New homes sales plunged 11% in November, the Census Bureau reported Wednesday. The Commerce Department reported Wednesday consumer spending fell in November for the first time since April. On Tuesday, the Conference Board said its closely watched consumer confidence index dropped to 88.6 in December from a downwardly revised 92.9% in November.
And a week ago, the government said retail sales fell 1.1% in November. Consumers are also spending less on holiday gifts, data out of JPMorgan Chase shows.
Johnson says he has shaved his GDP forecasts for the fourth quarter of this year and the first quarter of 2021. Wall Street economists have begun to follow Johnson’s lead in revising GDP forecasts down for the current quarter and start of 2021.
Economists expect fourth quarter GDP to rise 4.6% (after a 33.4% pop in the third quarter) followed by a 2.6% gain in the first quarter, per Bloomberg data, which is about one full percentage point lower than seen just several weeks ago for both projections.

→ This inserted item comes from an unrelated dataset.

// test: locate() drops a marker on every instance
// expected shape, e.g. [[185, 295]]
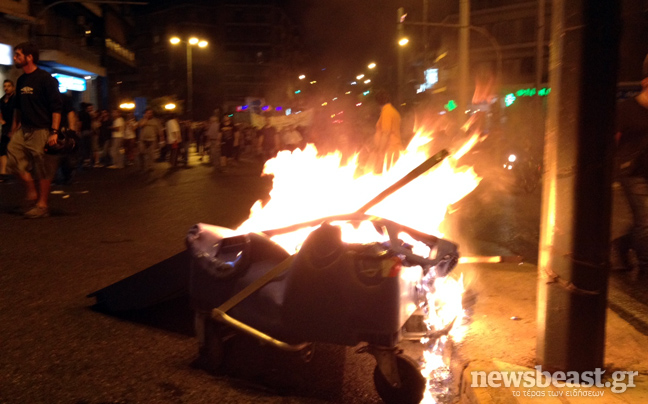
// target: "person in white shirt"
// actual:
[[174, 136], [130, 141], [117, 140]]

Next up on the chopping block much to the chagrin of equity bulls — in light of the economic growth slowdown — could be S&P 500 earnings estimates.
“I might have to pull down my earnings estimates for 2021,” Johnson adds. “We’re still looking at 2021 being about a 4% growth rate for the economy and a fair substantial, maybe 22% growth rate for earnings. Those are really good numbers. They include a lower number in the first quarter, but good numbers for the second, third and fourth quarters. So I am holding the line on my numbers. But believe me, I’ve gone back to the drawing board almost every minute of every day as we see a new number [economic number] come out. There’s no question things are slowing more than I expected.”
S&P 500 earnings in 2021 are expected to rise nearly 23% year-over-year, according to Factset data. But without those Trump bucks, that earnings growth number would need to be marked down. And so would the stock market.